CALLER: I watched Russia Today and a former congresswoman said that the reason why we're going into Libya is because it's for oil and they want a base for Israel. And also, they want to control the Libyan money, because Gaddafi wanted to sell his oil for gold and have his own currency.

 
SHERRY: Well, Gaddafi wanted to switch to dinars. The Iraqi dinars.

 
CALLER: Yeah?

 
SHERRY: Yeah, he wanted to start trading in dinars. And this is the very currency that the United States set up in Iraq. You know, back in 2003 they established a Green Zone. And then they threw out the old dinars that the Iraqis -- their money, and created a new currency of dinars.

 
CALLER: Wow.

 
SHERRY: And so, it's these dinars that are probably gonna end up being fairly strong in the Middle East. Because if you, you know, you look at it, Israel's gonna be at war, Iran's gonna be at war, Syria's gonna be at war. Libya's already in war. So everyone's currency is going to deflate. And watch the dinars rise. And the one country that seems to escape all of these...upcoming chaos in the Middle East is Jordan.

 
CALLER: Why is that?

 
SHERRY: And I find that interesting because in Matthew 24, when the Lord's telling them about the last days and the prophecy, and He says, "When you see the abomination of desolation, you know, don't come out of your rooftops, just run." He's telling them to run to -- they're going to Edom, the rose-red city of Petra. The Indiana Jones movie was based about this place. The rose-red city of Petra. And this is in Edom, in Jordan. And that's gonna be a safe haven for the Jews. And so, interestingly enough that when all this Middle East war breaks out that Jordan is preserved.

 
CALLER: Wow. OK.

 
SHERRY: So, I don't know where our rose-red city of Petra's gonna be here in America. A place for Christians to run. The Lord says to head for the mountains. And so, people need to just head for the mountains. And, of course, the abomination of desolation being when they start imposing chip-implanting.

 
You Think We'll Make Contact with the Aliens This Fall?

 
CALLER: Wow. So you think that this October or September that we're gonna make contact with the Greys or the Lizards.

 
SHERRY: Yeah. You know what? Bar any delays, if there's no more delays, and everything happens the way they want it to happen, we're not gonna just see Greys, we're gonna see these Ascended Masters, they're Giants, acting like they're gods on Earth, and establish a new government and world religion here.

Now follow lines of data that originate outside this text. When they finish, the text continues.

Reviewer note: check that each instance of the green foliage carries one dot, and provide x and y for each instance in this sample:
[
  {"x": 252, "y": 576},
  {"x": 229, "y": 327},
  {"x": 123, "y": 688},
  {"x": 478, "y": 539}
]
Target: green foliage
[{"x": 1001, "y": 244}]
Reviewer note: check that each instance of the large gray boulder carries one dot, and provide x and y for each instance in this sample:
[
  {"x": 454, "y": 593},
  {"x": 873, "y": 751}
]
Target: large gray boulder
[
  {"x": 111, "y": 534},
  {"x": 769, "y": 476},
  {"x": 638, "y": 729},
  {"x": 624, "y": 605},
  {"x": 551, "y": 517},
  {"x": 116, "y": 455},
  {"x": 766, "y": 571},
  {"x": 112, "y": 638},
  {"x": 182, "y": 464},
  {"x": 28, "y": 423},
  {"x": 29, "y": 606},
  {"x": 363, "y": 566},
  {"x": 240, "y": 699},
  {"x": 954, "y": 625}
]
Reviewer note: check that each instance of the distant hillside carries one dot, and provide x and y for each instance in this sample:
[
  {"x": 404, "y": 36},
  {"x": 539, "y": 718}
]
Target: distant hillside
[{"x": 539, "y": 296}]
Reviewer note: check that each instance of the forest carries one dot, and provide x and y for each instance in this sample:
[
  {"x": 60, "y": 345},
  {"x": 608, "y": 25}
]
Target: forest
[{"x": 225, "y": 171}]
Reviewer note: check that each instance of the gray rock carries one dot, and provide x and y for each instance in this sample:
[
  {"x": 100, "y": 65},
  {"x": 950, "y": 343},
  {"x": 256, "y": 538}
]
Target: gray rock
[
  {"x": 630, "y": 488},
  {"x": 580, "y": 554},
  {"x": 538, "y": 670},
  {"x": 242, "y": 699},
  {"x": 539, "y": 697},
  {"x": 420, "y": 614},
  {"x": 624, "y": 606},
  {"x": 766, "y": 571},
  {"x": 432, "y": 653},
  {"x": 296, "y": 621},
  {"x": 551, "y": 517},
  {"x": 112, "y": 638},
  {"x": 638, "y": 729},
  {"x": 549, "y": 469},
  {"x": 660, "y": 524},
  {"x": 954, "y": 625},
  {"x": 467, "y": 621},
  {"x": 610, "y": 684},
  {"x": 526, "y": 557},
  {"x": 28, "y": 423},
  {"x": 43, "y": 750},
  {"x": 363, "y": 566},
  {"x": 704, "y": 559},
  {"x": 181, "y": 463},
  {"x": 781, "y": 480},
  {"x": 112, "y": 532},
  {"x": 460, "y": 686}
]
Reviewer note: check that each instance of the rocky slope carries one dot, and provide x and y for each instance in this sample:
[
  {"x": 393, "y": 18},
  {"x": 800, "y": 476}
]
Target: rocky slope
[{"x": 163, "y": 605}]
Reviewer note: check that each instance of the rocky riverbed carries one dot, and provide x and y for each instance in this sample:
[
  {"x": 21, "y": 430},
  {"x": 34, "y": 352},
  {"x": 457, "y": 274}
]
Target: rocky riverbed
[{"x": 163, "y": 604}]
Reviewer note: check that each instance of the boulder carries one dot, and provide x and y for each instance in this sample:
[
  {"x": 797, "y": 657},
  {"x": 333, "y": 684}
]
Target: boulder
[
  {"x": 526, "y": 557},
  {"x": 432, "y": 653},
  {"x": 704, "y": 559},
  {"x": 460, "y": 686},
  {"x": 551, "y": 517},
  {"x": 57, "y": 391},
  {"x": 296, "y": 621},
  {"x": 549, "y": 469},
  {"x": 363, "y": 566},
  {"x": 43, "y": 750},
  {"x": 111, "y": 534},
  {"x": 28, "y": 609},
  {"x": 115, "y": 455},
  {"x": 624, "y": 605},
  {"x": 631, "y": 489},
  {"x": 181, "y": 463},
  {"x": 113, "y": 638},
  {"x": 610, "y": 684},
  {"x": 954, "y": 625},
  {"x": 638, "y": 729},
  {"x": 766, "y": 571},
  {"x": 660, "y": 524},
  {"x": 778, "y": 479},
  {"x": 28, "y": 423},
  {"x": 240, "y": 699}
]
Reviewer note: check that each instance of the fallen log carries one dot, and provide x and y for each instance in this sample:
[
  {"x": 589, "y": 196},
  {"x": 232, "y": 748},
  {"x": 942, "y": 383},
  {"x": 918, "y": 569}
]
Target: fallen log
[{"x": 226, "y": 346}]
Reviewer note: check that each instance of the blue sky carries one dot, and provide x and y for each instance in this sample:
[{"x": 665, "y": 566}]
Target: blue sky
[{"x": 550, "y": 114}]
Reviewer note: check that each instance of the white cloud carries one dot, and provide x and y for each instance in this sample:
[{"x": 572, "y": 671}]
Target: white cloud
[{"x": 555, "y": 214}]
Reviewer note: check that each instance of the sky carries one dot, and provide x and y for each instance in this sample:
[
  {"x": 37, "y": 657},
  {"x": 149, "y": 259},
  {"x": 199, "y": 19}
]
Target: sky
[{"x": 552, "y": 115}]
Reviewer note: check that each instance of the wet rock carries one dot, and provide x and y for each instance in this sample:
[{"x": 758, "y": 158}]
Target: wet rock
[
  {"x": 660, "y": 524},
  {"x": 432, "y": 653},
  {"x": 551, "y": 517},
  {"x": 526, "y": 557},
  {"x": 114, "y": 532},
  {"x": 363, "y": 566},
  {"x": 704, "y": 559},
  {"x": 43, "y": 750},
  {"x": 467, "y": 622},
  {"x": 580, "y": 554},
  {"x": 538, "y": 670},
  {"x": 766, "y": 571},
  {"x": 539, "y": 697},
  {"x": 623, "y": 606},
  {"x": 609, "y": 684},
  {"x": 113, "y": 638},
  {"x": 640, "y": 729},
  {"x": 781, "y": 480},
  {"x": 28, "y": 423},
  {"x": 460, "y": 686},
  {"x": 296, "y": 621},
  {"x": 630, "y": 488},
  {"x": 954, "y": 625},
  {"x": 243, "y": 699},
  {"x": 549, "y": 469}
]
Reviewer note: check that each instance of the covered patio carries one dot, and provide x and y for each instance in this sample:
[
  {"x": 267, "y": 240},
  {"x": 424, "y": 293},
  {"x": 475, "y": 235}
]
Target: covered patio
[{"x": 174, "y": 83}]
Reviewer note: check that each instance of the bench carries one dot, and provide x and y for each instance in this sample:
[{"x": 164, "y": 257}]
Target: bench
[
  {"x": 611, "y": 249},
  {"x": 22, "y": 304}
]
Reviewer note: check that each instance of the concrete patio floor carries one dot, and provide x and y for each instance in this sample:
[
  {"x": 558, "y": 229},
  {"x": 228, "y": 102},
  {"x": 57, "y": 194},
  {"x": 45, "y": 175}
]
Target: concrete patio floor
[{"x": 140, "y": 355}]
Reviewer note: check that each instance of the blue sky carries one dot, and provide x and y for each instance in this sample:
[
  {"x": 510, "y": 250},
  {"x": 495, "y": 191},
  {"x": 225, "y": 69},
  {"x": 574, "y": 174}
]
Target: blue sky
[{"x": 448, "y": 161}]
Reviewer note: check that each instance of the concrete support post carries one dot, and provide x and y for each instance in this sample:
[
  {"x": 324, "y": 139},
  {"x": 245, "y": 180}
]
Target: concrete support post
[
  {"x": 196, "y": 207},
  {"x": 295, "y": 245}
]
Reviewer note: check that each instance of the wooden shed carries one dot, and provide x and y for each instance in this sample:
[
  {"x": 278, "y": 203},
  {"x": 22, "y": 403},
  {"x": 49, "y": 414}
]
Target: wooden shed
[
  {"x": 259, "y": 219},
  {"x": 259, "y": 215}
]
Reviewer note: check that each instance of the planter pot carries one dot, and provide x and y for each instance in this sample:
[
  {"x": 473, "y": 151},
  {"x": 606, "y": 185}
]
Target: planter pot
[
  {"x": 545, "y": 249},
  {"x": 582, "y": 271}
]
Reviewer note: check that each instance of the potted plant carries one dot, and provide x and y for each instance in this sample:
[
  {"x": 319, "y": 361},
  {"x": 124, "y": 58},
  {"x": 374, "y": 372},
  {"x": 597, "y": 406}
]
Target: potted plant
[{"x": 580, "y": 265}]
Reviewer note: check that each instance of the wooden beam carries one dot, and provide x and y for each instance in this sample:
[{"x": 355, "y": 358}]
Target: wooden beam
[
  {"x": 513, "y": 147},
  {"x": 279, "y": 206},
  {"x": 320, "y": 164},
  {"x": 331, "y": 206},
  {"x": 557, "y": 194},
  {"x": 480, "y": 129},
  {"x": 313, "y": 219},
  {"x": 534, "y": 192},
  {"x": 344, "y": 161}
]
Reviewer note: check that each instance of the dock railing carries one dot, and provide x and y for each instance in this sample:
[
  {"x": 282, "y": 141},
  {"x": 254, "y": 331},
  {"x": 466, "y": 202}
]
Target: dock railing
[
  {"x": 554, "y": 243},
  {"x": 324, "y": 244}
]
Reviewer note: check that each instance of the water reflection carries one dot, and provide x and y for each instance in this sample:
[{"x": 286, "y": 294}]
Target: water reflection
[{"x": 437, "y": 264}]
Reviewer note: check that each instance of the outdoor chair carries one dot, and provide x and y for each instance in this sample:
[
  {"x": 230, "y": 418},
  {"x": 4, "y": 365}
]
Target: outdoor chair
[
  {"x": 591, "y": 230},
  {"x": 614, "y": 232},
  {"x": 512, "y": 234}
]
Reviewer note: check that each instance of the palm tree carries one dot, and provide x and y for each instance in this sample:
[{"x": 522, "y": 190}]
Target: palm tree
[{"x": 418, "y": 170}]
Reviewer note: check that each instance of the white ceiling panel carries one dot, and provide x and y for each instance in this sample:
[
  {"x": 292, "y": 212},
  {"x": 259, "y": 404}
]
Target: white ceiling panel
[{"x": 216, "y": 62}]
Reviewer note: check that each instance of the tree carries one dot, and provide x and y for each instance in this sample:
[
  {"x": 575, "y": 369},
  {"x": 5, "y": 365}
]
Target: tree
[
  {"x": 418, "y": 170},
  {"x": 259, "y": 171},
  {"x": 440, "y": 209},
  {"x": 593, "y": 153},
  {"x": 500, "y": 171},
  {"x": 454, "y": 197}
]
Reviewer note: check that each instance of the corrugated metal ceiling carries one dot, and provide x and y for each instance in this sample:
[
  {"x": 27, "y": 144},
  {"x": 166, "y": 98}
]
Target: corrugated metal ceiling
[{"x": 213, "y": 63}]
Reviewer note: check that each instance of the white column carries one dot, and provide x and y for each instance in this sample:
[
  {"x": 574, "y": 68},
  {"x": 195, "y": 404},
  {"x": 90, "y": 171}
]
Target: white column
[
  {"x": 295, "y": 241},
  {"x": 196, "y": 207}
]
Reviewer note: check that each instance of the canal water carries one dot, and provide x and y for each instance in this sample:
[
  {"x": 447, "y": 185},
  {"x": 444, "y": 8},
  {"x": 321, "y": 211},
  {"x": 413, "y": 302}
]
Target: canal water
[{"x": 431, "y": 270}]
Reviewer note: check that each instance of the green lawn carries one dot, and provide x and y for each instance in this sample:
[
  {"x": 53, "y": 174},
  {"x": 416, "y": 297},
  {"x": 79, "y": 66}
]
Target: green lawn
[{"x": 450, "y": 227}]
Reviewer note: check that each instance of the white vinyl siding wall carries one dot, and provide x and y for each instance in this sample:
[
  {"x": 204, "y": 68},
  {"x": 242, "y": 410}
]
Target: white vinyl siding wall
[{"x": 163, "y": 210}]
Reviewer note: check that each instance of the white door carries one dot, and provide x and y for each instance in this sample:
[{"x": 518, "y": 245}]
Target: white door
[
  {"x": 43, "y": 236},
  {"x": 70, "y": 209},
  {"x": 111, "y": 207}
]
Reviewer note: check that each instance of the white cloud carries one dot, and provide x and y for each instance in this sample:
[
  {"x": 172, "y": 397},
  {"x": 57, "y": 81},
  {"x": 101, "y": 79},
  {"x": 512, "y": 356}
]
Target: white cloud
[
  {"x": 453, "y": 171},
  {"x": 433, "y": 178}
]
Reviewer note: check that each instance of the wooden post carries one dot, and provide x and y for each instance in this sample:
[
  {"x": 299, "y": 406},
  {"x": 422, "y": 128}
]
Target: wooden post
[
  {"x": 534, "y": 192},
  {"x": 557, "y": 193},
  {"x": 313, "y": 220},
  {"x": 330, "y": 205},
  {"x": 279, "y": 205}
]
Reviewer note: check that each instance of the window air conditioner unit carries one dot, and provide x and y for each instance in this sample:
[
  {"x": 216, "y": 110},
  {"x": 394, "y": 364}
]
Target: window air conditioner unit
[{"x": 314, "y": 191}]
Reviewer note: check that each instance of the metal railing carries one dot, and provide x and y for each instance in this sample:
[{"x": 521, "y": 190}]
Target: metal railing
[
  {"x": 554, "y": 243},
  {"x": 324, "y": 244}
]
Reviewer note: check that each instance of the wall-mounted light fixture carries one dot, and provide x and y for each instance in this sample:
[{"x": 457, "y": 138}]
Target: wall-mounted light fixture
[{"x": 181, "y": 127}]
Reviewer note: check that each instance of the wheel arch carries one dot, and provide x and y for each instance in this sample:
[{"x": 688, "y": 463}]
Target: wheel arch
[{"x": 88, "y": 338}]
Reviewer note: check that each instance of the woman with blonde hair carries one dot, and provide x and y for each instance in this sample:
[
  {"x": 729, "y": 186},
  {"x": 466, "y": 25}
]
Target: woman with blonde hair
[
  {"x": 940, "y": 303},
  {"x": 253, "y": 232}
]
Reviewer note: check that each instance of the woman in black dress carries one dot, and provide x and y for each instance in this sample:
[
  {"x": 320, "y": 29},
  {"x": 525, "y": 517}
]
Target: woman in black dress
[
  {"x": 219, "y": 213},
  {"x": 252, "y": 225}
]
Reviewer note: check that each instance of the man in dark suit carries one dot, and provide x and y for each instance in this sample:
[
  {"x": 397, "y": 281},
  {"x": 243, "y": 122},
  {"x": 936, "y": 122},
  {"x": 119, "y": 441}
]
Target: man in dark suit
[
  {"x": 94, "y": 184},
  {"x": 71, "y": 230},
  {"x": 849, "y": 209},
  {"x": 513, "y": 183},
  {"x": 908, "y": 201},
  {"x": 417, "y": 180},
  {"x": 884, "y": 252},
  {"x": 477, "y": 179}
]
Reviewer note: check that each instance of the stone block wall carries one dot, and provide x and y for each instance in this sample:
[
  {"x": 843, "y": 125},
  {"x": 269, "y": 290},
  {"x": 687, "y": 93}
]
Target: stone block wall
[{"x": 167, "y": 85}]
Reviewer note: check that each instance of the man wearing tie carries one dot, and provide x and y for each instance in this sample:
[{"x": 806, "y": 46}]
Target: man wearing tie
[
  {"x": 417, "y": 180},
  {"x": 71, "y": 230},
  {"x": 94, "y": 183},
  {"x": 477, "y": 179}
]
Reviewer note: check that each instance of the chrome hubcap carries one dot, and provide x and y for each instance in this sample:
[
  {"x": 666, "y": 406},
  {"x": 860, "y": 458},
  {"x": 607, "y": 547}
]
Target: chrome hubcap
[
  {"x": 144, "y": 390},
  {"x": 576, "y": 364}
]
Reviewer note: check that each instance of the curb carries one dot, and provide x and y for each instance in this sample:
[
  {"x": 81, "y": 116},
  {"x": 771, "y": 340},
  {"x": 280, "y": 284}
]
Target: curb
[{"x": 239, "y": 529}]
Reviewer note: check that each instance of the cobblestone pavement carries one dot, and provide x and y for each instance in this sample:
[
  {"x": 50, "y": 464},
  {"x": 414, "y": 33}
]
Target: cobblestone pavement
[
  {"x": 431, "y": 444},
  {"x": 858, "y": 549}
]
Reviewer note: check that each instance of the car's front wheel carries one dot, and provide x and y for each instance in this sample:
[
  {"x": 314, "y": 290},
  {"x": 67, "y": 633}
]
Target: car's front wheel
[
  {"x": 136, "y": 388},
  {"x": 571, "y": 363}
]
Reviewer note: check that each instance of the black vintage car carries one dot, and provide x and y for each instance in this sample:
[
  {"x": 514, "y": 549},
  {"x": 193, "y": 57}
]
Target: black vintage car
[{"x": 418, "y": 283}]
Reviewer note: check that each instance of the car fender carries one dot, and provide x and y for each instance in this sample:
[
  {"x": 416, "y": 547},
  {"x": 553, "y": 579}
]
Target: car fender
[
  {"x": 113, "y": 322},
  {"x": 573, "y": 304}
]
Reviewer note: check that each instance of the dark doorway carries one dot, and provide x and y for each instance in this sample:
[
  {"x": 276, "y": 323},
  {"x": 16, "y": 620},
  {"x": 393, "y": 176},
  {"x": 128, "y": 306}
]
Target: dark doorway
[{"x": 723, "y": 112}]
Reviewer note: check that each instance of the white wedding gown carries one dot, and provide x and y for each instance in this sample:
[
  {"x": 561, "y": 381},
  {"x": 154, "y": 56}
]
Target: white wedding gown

And we're gonna enter into this whole age of Aquarius thing they've already been trying to push off since 2008. And so, yeah, it's gonna be quite an eye-opener for a lot of people. [laughs]

 
Will the Antichrist Rule from London?

 
CALLER: I was reading this article and they're saying that the Antichrist will rule from London, not Israel.

 
SHERRY: No...London's gonna be destroyed. London's gonna be underwater. That's why the Queen bought up all this land over here in America. She owns all those thousands of acres around the Denver International Airport.

 
CALLER: What?

 
SHERRY: That huge city that's underneath the airport, the Queen owns it all.

 
CALLER: Wow.

 
SHERRY: Yeah, so.

 
CALLER: OK.

 
SHERRY: Right now, as it stands, if Maitreya does not arrive, because Obama IS Muslim, he very much qualifies to be the Antichrist.

 
CALLER: OK. All righty. Well, thank you very much.

 
SHERRY: All right. Thanks for calling in.

 
CALLER: Thanks.

 
SHERRY: Bye-bye.

 
CALLER: Bye.

 
If You Have Questions for the Show During the Week, E-mail Them to Sherry

 
SHERRY: Hmm. Hello, caller, you're on the air.

 
CALLER: [no response - radio show music starts playing]

 
SHERRY: Oh, there we go. Hello, caller.

 
CALLER: [no response - radio show music continues playing]

 
SHERRY: Guess that's my cue this show's gonna end, and so. [Sherry stops music]

 
Folks, I'll be back Thursday at 1 o'clock with Aliens in the News. Thursdays with Sherry Shriner. And so, you know, next week I'm just gonna jump in more on the things coming up for August and September.

 
Anyway, if you have any questions for the show during the week, you can mail them to sherrytalkradio@yahoo.com. If I get them during the week, I'll read them off during the show. Don't usually go there during the show, but if people want questions during the week, I can start doing that. A lot of people don't want to call in. And that's OK.